Ran across this thread on reddit that I found very interesting. Even more interesting when you start clicking on the links and reading further. Sounds like a lot of the same issues that no only I have seen at one point or another, but others have reported as well in the forums.
Just file like sharing to see what others think as well.
I highlighted a few interesting tidbits in that thread below. Some of this sounds like early C7 experience. And maybe it is related to what is happening to some here that seem to have issues when others don't. Especially with the Zooz sensors and other problematic devices.
Also funny how Silicon Labs playing dumb "first we ever heard of that...".
Note: the below are edited screenshots, and don't show the whole post.
I've seen the issue, have sniffer logs of it, and have been able to reproduce it 4 or 5 times semi-predictably.
The one thing they neglect to touch on in that short reddit thread is that the issue also seems to be a lot more prevalent on non-US firmwares. Don't know why (although it could be related below, and the different zwave frequencies in those countries triggers it faster/more frequently), but that is how the reported data stacks up.
The speculation is that the issue centers around the airtime fairness/throttling algorithm that is in zwave 700 that was not in zwave 500 controller firmware. But I don't know that anyone has verified that - it could be a wrong guess.
I hope this leads to a longer term fix from SiLabs. They historically are NOT fast at releasing firmware updates to issues, so this could linger.
I haven't seen confirmation that SiLabs has even reproduced it yet - although I know for sure that a lot of sniffer logs showing the issue and steps to reproduce have been sent to them. There are at least 3 different companies/projects that have reported the issue to SiLabs at this point - and I'm sure others too - I know Aeotec is aware of it, but I haven't seen that they have submitted a ticket.
Side note - the z-way guys say their custom zwave 700 firmware doesn't have this issue, but multiple z-way users have confirmed it does, so take that with a grain of salt too.
We'll all have to wait for SiLabs to reproduce it, and release a new firmware or SDK workaround.
Oh, and my last thought on this... Just because the issue CAN happen on zwave 700 systems doesn't mean it WILL. There are many users that have large, and perfectly functioning zwave 700 networks.
It seems that the # of messages can exacerbate it, which is why reducing message loading (reducing power reporting, removing S0 devices, etc) can help prevent it from happening.
Along those lines, from my testing it is also more likely to happen during ad hoc high traffic periods like a network-wide repair, or even device pairing.
When the issue is triggered by one off events, as opposed to high baseline mesh traffic, restarting the zwave stack can resolve it and get things going again.
I had my zwave network die the other day. I had just added a zooz vibration sensor on my dryer to replace a zigbee one I had previously.

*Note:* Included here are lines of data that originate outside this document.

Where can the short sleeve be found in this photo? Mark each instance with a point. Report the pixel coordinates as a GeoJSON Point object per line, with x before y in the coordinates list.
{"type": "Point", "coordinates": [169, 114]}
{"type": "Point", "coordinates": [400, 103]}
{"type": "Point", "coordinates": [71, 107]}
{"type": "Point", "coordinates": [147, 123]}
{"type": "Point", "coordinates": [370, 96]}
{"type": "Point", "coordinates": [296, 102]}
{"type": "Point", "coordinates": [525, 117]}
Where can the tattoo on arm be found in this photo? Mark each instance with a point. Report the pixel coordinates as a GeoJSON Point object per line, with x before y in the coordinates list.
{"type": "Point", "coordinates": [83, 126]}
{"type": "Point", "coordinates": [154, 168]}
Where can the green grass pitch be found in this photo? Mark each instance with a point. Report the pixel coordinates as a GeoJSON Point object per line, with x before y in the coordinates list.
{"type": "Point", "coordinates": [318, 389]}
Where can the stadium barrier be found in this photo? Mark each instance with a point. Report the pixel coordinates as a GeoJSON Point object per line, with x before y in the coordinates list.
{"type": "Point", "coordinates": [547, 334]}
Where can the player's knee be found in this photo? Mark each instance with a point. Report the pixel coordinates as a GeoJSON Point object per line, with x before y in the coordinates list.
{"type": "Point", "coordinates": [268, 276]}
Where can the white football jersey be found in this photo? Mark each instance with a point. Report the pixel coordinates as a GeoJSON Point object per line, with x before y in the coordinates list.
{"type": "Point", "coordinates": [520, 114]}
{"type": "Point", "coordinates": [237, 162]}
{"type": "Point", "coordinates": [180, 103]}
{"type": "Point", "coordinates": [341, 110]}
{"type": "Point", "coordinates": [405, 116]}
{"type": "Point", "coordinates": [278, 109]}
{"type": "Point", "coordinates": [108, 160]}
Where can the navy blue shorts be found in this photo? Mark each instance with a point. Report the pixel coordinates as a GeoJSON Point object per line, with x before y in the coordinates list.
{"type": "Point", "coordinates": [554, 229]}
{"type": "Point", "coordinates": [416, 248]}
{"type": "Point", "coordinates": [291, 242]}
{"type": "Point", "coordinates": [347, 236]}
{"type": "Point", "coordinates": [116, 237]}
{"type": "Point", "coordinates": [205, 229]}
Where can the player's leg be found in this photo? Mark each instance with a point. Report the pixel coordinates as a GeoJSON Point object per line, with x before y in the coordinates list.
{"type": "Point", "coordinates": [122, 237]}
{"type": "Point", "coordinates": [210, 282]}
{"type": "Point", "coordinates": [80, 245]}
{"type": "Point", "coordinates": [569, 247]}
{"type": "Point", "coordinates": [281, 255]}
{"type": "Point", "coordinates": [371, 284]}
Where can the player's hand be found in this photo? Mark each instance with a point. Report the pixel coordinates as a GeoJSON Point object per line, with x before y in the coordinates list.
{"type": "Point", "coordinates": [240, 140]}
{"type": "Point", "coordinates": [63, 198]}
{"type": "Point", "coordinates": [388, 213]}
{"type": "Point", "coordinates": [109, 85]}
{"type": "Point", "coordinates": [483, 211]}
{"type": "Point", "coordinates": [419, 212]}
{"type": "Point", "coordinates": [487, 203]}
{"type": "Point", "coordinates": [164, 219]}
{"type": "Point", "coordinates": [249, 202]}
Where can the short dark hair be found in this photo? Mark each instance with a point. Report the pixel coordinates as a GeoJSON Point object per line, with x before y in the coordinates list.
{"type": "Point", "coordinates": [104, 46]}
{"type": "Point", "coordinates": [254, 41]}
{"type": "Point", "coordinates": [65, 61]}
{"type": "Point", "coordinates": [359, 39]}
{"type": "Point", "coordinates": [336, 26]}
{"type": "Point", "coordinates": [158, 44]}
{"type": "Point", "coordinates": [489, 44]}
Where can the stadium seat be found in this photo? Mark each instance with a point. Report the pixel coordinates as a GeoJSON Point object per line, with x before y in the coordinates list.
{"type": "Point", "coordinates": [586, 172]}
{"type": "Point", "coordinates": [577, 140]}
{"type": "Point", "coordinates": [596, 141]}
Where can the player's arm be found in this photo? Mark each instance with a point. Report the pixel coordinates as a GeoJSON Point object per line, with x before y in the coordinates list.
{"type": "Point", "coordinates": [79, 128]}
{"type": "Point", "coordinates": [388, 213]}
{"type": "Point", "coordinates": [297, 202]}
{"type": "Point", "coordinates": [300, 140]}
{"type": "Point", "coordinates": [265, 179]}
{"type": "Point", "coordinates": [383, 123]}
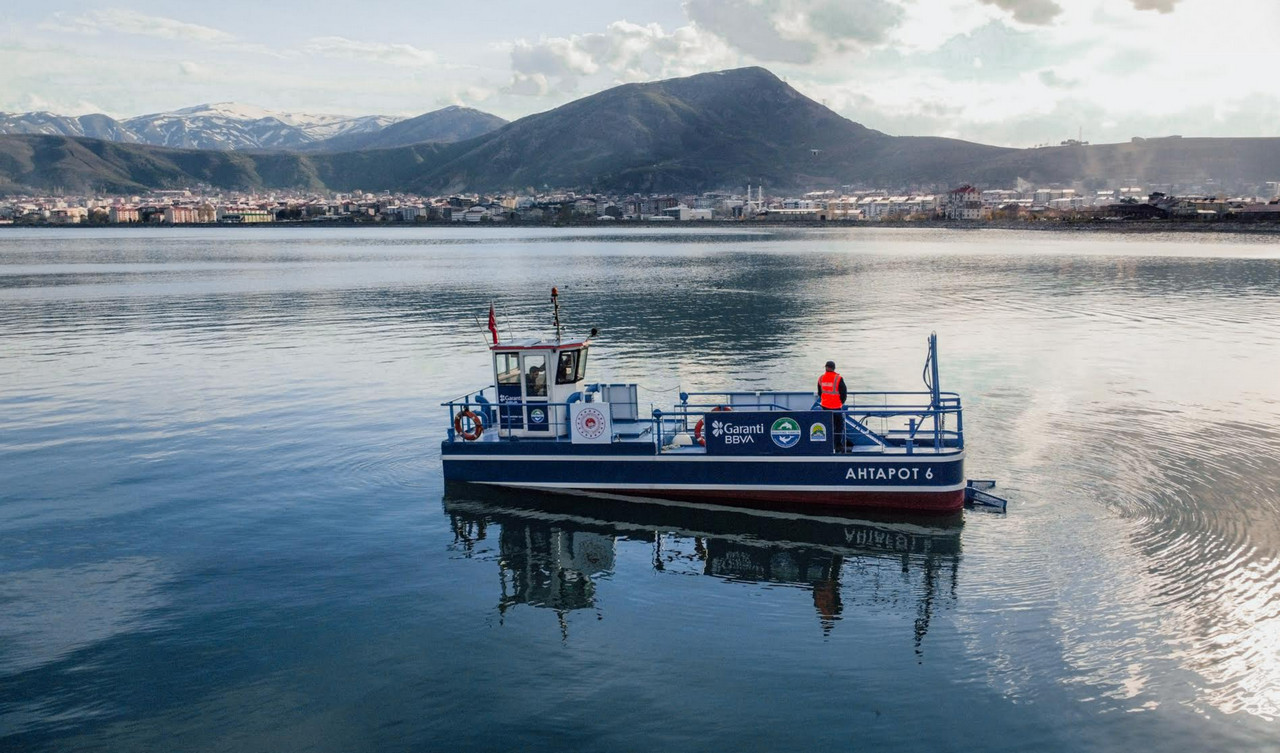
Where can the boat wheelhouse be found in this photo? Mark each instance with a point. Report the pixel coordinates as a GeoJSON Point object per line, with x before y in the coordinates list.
{"type": "Point", "coordinates": [540, 424]}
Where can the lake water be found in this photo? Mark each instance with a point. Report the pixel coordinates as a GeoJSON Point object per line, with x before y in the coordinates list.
{"type": "Point", "coordinates": [223, 524]}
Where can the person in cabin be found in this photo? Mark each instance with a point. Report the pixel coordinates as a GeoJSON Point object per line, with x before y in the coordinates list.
{"type": "Point", "coordinates": [832, 395]}
{"type": "Point", "coordinates": [536, 380]}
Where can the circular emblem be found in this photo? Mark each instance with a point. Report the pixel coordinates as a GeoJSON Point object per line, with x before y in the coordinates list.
{"type": "Point", "coordinates": [589, 423]}
{"type": "Point", "coordinates": [785, 432]}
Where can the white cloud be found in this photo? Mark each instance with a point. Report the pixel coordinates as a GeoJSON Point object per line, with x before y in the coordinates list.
{"type": "Point", "coordinates": [388, 53]}
{"type": "Point", "coordinates": [1036, 12]}
{"type": "Point", "coordinates": [131, 22]}
{"type": "Point", "coordinates": [622, 53]}
{"type": "Point", "coordinates": [1161, 5]}
{"type": "Point", "coordinates": [798, 31]}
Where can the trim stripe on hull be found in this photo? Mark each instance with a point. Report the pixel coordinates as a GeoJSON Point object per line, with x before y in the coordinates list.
{"type": "Point", "coordinates": [915, 500]}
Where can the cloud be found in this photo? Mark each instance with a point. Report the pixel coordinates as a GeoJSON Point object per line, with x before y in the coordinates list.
{"type": "Point", "coordinates": [1161, 5]}
{"type": "Point", "coordinates": [796, 31]}
{"type": "Point", "coordinates": [132, 22]}
{"type": "Point", "coordinates": [1052, 80]}
{"type": "Point", "coordinates": [622, 53]}
{"type": "Point", "coordinates": [1038, 12]}
{"type": "Point", "coordinates": [385, 53]}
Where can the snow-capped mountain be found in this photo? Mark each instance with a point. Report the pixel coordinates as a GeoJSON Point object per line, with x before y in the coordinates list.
{"type": "Point", "coordinates": [224, 126]}
{"type": "Point", "coordinates": [88, 126]}
{"type": "Point", "coordinates": [231, 126]}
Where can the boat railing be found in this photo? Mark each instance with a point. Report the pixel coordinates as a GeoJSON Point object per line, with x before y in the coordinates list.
{"type": "Point", "coordinates": [503, 418]}
{"type": "Point", "coordinates": [910, 419]}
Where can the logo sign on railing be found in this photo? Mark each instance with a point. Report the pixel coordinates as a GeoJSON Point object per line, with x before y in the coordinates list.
{"type": "Point", "coordinates": [769, 433]}
{"type": "Point", "coordinates": [590, 424]}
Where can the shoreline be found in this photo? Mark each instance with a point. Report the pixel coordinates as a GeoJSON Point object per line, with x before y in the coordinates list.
{"type": "Point", "coordinates": [1051, 227]}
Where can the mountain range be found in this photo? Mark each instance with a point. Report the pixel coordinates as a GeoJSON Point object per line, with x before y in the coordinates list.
{"type": "Point", "coordinates": [684, 135]}
{"type": "Point", "coordinates": [232, 126]}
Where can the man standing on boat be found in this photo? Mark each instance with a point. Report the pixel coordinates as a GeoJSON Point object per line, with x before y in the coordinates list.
{"type": "Point", "coordinates": [832, 395]}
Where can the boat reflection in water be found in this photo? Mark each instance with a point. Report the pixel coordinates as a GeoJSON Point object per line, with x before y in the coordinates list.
{"type": "Point", "coordinates": [552, 546]}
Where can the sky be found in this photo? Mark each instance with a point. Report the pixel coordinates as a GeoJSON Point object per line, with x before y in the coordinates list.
{"type": "Point", "coordinates": [1004, 72]}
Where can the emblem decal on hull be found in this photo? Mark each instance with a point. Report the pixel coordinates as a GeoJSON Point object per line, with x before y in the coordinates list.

Looks like the number of messages it was sending during the drying cycle overloaded the zwave network. I have since taken it offline.
That's the first thing I thought of when I read this article.
I'm just glad that this is getting more visibility and hopefully will help things overall.
The reddit thread saying the controller "locks up" isn't right either. The problem I've seen is that for reasons unknown the controller stops sending ACK messages back to devices. It isn't locked up, as it can still receive messages, and sometimes send some commands. But the lack of sending ACKs back wreaks havok on the mesh.
Some devices will resend their message a few times then stop when they don't get an ACK (which is good), but some other devices will keep resending the message more or less forever if they don't get an ACK (Zooz XS sensors for one @agnes.zooz ) which is very bad, and compounds the issue drastically. Because of all the traffic, any commands that do make it out of the controller are often delayed - sometimes significantly (tens of seconds, minutes).
As it happens on different software stacks the thought is that it has to be in the controller firmware as that is about the only common factor between the different systems and platforms (as not all use the SiLabs app layers).
I've been jinxed. Ever since reading this stuff I've had 3 zwave busy msg's hit.
To be fair, my zooz vibration sensor battery was dead and had a queue of msgs to be sent to it. As soon as I replaced the battery they were all sent and generated that event.
We've examined many logs from the HA/JS platform and have seen this on other battery powered devices so it could be a protocol requirement or something specific to 700 series. We're currently checking if this is something that can be fixed on the firmware side of the device so we can implement it asap,
The 7.17.1 firmware from SiLabs is out, just FYI for those that have other zwave systems they test on.
(Like many other hubs with integrated zwave, end users can't update the hubitat firmware except as allowed by Hubitat. I'm sure they will release an update if/when it is tested and worth them doing so. That's not a bad thing - and I'm not complaining. Just trying to clarify before the "How do I do this update on Hubitat" questions start.)